Authentic Quality Time

“If you truly want to love someone, learn what love means to them.”

An acquaintance of mine complained to me saying, “I don’t understand my wife, she says, “we don’t spend any time together.” I asked him how he spends his time. He explained to me that he works six days a week and every evening he goes home after work, his wife cooks for him and his two kids and they have dinner together. After dinner he spends an hour or so with the kids before they go to bed. He then sits with his wife and they watch TV till they go to bed. “What do you do on your day off?” I asked.  “Oh, we go to church and then I watch the game.” “After we watch a movie or read together.”

If this sound’s like your relationship don’t be alarmed. If you are mutually happy with this, then this is both your quality time. Knowing how to spend Quality time with your spouse is not an easy affair. And it changes at different time depending on your circumstances. My friend in his mind was spending time with his wife. The problem was her idea of quality time was quite different than his. Loving another person requires knowing what love means to the other person not just to yourself.

Considering the fact that we all grew up in different households, our cultural differences, religious understandings, etc., what love means is different to everyone. Quality time means something different to each one of us. Having a successful relationship is to get to the truth of what your partner requires from you to feel loved.

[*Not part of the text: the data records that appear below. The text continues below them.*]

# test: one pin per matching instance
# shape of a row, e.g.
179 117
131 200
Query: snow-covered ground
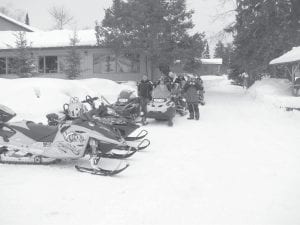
238 165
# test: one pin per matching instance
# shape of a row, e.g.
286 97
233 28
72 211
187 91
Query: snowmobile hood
6 114
98 127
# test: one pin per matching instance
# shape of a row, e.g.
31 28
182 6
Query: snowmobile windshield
161 91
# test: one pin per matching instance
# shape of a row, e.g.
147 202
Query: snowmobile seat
42 132
38 132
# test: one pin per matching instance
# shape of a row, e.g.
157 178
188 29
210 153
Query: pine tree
263 30
219 50
23 63
73 59
156 28
206 53
27 22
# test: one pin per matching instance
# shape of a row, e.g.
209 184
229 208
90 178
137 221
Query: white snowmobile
27 142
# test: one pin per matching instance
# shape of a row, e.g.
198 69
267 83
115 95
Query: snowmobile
180 105
127 105
26 142
178 99
161 107
108 116
103 114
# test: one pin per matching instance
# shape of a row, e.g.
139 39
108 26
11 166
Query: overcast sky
85 12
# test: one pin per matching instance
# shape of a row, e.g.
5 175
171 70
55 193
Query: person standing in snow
191 89
145 88
245 77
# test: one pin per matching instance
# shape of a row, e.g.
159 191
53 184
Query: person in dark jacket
191 89
145 88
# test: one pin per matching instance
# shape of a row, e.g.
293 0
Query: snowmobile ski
141 146
101 172
141 135
15 157
114 155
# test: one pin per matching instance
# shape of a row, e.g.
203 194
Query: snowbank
33 98
274 91
291 56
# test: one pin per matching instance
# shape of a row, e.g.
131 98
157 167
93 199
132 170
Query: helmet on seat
76 108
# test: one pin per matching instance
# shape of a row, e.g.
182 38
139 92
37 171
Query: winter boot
197 113
191 117
170 123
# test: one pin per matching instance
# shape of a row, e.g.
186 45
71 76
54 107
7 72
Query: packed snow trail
238 165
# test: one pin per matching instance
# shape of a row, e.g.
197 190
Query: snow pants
194 110
143 103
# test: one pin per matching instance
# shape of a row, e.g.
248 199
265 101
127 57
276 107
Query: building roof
18 23
214 61
49 39
289 57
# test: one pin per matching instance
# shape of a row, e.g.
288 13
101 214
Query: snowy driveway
240 164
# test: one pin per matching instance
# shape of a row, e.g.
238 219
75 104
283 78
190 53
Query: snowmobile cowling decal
72 137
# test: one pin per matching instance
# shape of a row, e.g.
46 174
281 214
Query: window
104 63
127 63
12 65
2 65
48 64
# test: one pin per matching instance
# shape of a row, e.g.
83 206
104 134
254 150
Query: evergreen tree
263 30
73 59
27 22
224 52
156 28
206 53
219 50
23 63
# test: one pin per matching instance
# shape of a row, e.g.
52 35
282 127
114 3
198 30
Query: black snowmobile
26 142
127 105
104 115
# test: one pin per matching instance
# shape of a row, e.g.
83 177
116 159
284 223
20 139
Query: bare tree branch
61 16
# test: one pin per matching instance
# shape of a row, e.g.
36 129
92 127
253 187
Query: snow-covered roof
214 61
18 23
291 56
48 39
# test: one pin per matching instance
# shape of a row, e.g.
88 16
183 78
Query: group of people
189 88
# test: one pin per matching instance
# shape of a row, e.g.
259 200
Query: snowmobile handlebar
89 99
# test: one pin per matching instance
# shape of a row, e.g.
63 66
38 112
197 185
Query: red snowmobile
27 142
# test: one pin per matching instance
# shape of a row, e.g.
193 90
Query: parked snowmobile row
95 133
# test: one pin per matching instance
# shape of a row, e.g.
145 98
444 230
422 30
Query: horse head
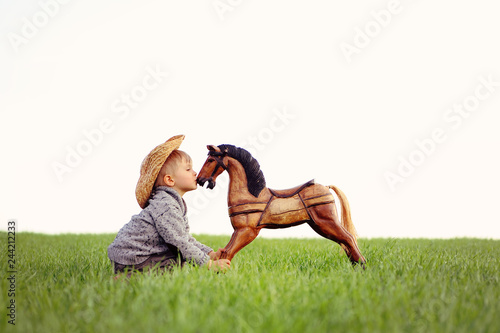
215 164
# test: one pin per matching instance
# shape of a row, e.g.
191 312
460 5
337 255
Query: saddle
291 191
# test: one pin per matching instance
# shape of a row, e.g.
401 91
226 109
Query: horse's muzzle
202 181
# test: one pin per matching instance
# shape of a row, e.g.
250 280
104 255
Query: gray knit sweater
161 227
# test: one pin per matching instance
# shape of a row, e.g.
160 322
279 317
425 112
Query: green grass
64 284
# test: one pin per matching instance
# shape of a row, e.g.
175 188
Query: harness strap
247 208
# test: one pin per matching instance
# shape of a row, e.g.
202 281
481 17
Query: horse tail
346 212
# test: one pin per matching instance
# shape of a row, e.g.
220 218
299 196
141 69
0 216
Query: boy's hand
219 265
216 255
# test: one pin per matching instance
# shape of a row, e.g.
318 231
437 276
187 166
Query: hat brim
151 166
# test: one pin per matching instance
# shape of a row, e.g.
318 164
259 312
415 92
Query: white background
233 67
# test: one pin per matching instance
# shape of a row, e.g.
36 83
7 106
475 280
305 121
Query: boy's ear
168 180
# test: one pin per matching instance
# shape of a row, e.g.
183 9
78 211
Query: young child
159 235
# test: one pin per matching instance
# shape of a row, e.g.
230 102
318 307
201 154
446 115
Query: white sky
336 91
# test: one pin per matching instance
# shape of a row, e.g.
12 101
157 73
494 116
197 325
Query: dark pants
160 262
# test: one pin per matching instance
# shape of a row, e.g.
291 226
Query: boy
159 235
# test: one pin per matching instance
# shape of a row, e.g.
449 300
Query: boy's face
184 178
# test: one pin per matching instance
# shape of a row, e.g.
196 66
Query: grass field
64 283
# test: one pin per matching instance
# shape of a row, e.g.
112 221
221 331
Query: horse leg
326 223
241 237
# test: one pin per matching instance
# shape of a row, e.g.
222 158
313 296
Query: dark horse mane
255 178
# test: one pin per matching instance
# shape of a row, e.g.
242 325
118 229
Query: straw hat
151 166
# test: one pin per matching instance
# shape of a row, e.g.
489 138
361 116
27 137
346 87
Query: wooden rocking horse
253 206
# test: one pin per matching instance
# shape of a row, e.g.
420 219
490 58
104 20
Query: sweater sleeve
172 229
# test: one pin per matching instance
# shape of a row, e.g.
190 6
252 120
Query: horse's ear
213 148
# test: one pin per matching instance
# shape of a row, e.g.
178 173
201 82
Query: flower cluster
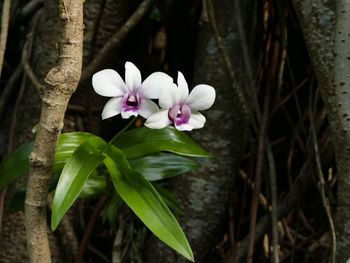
133 97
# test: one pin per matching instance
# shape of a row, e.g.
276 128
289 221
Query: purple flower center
179 114
131 102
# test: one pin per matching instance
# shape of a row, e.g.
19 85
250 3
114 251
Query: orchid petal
132 76
158 120
113 107
184 127
154 83
147 108
201 97
197 120
108 83
182 85
169 96
128 114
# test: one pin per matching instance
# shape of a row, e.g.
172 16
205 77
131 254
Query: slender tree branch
273 210
9 88
227 61
61 82
321 188
88 230
258 178
4 30
116 40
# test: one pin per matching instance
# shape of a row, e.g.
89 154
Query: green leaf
163 165
146 203
67 144
95 186
15 165
83 162
110 211
143 141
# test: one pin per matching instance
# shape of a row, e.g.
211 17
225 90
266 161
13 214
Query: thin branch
116 40
61 81
4 30
88 230
321 188
258 178
227 61
9 88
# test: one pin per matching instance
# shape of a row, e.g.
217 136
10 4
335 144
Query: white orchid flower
130 98
180 108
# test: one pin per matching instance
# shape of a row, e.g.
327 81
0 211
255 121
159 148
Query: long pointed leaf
67 144
144 141
83 162
163 165
146 203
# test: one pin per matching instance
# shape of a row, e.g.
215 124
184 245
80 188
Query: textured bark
317 20
342 100
13 238
61 82
205 194
101 19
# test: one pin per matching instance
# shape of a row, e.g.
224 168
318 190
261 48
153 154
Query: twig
117 256
262 198
258 178
116 40
273 211
321 188
227 61
61 81
88 230
99 254
28 70
4 30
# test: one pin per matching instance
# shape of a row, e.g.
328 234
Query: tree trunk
318 23
112 15
205 194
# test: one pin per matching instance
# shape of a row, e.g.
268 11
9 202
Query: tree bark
205 194
62 81
324 38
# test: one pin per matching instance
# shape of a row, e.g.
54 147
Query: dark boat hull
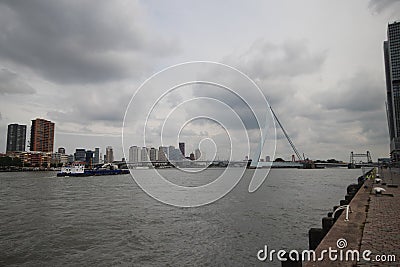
93 173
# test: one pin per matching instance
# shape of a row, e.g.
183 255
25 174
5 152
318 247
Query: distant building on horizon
133 154
182 148
153 154
80 154
163 153
16 137
391 48
42 135
89 156
197 154
109 156
96 159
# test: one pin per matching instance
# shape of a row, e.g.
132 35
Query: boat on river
78 169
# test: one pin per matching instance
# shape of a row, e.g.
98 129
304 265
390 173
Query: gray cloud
264 60
12 83
361 92
380 5
79 41
93 106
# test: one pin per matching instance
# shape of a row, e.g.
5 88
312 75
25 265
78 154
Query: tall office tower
144 154
109 157
391 48
197 154
61 150
42 135
96 159
182 148
153 154
80 154
16 137
133 154
89 157
163 153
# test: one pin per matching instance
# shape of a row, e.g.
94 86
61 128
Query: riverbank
373 225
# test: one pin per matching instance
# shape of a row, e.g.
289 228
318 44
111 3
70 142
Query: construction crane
287 137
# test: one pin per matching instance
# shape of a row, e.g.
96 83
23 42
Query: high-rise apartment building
109 157
133 154
80 154
61 150
42 135
391 49
182 148
96 159
153 154
16 137
144 154
163 153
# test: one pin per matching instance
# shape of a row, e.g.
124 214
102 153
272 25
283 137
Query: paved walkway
382 228
373 225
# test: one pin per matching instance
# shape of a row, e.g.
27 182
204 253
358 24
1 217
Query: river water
109 220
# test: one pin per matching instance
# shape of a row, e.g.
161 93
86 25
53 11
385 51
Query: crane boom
286 135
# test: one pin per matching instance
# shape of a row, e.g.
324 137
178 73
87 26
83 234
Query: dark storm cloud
360 93
292 58
380 5
12 83
91 106
78 41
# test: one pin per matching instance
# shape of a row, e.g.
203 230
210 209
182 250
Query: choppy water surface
109 220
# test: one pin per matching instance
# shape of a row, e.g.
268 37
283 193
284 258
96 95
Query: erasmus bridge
298 160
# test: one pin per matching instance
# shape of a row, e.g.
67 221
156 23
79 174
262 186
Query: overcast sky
319 64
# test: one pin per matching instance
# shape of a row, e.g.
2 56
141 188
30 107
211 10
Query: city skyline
321 69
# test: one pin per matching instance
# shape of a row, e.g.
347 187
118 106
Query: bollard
327 223
352 189
337 214
291 263
335 207
315 236
348 197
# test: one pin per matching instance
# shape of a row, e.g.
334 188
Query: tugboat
78 169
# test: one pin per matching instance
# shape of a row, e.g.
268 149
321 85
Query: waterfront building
96 159
16 137
42 135
153 154
80 154
391 49
71 158
197 154
109 157
133 154
144 154
89 155
182 148
163 153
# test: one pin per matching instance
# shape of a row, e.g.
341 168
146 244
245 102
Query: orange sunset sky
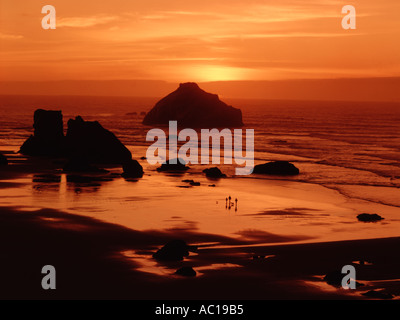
208 40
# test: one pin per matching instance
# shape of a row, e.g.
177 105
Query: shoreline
97 256
87 255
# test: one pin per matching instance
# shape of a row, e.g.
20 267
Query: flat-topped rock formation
90 140
194 108
48 136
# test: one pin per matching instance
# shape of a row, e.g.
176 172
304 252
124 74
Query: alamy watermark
189 153
348 21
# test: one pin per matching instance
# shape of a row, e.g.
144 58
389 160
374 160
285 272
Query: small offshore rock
186 272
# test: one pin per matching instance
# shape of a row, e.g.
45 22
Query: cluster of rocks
85 144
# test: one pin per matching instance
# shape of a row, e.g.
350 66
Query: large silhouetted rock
194 108
280 168
176 164
3 160
89 140
48 137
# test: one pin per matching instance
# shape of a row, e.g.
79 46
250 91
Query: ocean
348 154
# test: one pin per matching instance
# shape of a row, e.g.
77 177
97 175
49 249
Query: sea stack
88 139
48 136
192 107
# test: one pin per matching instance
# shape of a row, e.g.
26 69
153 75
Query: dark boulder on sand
280 168
85 140
174 250
3 160
81 164
132 169
186 272
214 173
194 108
173 165
367 217
88 139
375 294
48 136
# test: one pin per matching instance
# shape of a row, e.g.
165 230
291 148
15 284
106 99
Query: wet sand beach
108 254
91 262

My friend needed to sit down with his wife, turn off the TV and ask what she felt spending time together meant for her period. Caring about someone means caring about what they think, even though you might not agree, at least you can let them be heard. Many times we can become so wrapped up in ourselves, that we forget that love is a give and receive process, and the giving has to be what the other person involved understands is love. If you or your partner is complaining about time together, maybe it’s time to sit down and exchange opinions on what constitutes authentic quality time to each other. Below are some ways to help bring more quality time into your relationship:

Talk about your problems; Many times TV watching is used as a distraction in relationships when there is a brewing problem that needs to be addressed. Try turning off the TV and giving your full attention to your partner and discuss where your relationship is going.

Spend time playing games together: You might already do this with the kids, but do you and your partner play cards, monopoly or any other games together? This is a great way to get conversation going again when emotions run high and leaves your love dry.

Go shopping together: Even if your girl wants to go clothes shopping, tag along sometimes, it’s amazing what you can learn about her on the way. It’s also a great way to learn what to buy your partner on special occasions.

Listen without taking it personal: This is a tough one for many of us. But realize when someone is complaining it’s their perspective and opinions. It does not mean it is the way things are, it does mean it’s the way it is for them. Allowing them to release their emotions is giving them the quality time of listening. Trust me, listening at home keeps outsiders from hearing about your relationship issues.

Never stop dating one another: Gifts, complements, holding hands and loving hugs, go a long way especially when there are a surprise. Send flowers, put notes on her pillow, get home early and cook a meal. Pretend you are dating all over again and try to win your partner all over again.